Ein Mann aus Dubai, dessen Sohn seit fünf Jahren in Irak inhaftiert ist, äußert seine Ängste, dass sein Vater wieder ins Gefängnis kommen könnte, während dieser gegen Krebs kämpft. Der 50-jährige australische Ingenieur Robert Pether wurde im Juni letzten Jahres aus dem Gefängnis in Bagdad entlassen, bleibt jedoch im Iraq aufgrund eines Ausreiseverbots, das mit finanziellen Ansprüchen in Zusammenhang steht.
Gesundheitliche Bedenken und UN-Warnungen
Die Experten der Vereinten Nationen haben kürzlich dringend auf die besorgniserregende gesundheitliche Situation von Robert Pether hingewiesen. Er leidet an einem hochriskanten Melanom, für dessen Behandlung er keinen Zugang zu medizinischer Versorgung hat. Dies ist bereits die vierte Erklärung innerhalb von fünf Jahren, in der die Vereinten Nationen die Auswirkungen der Inhaftierung auf Pether und seine irische Familie thematisieren, die um seine Rückkehr kämpft.
Flüchtling Pether, 23 Jahre alt, berichtet von den täglichen Ängsten seiner Familie bezüglich der aggressiven Hautkrankheit seines Vaters. “Er hat ständige Sorgen, dass sich die Krankheit auf sein Lymphsystem ausbreiten könnte – das ist eine sehr ernsthafte Besorgnis”, sagt er. Laut Flynn hat sich der geistige Zustand seines Vaters aufgrund der Isolation in einem fremden Land, in dem er keine Unterstützungsnetzwerke hat, drastisch verschlechtert.

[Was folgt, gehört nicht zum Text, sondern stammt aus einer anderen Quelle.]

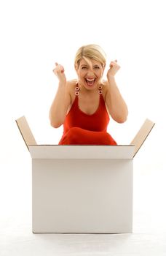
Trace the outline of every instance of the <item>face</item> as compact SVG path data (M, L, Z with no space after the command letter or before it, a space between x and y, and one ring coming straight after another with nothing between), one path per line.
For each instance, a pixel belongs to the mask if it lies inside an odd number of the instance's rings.
M87 90L92 90L98 87L100 83L103 70L100 63L91 59L90 63L87 63L82 59L79 67L76 67L79 83Z

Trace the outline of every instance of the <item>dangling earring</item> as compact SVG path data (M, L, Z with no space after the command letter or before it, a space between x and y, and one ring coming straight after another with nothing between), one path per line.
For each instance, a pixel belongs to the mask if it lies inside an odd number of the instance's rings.
M79 89L79 83L76 83L76 87L75 87L75 95L76 95L76 96L79 96L79 90L80 90L80 89Z
M99 94L103 94L102 89L103 89L103 87L102 87L102 86L100 84L100 86L98 86L98 93L99 93Z

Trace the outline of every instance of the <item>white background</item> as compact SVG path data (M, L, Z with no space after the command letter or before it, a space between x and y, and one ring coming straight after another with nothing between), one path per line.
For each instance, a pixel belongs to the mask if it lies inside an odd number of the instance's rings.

Verkauf von Erinnerungen und finanzielle Belastungen
Robert Pether und sein ägyptischer Kollege Khaled Radwan, die beide in Dubai lebten, reisten im April 2021 nach Bagdad. Vier Monate später wurden sie aufgrund eines Vertragsstreits zwischen ihrem Arbeitgeber und den irakischen Behörden festgenommen und mit 12 Millionen Dollar Geldstrafe belegt. Ein UN-Gremium erklärte seine Inhaftierung 2021 als willkürlich und bezeichnete sie als Druckmittel in einem kommerziellen Streit.
Obwohl beide Männer im letzten Jahr aus dem Gefängnis entlassen wurden, sieht sich Pether weiterhin finanziellen Belastungen ausgesetzt. Seine Familie in Irland trägt die Kosten für medizinische Behandlungen, juristische Unterstützung und Lebenshaltungskosten. Um die Schulden zu begleichen, plant die Familie, ihr Zuhause zu verkaufen, das mit zahlreichen Erinnerungen an ihren Vater gefüllt ist. “Es ist fast so, als ob ein Teil von ihm verschwindet”, sagt Flynn Pether.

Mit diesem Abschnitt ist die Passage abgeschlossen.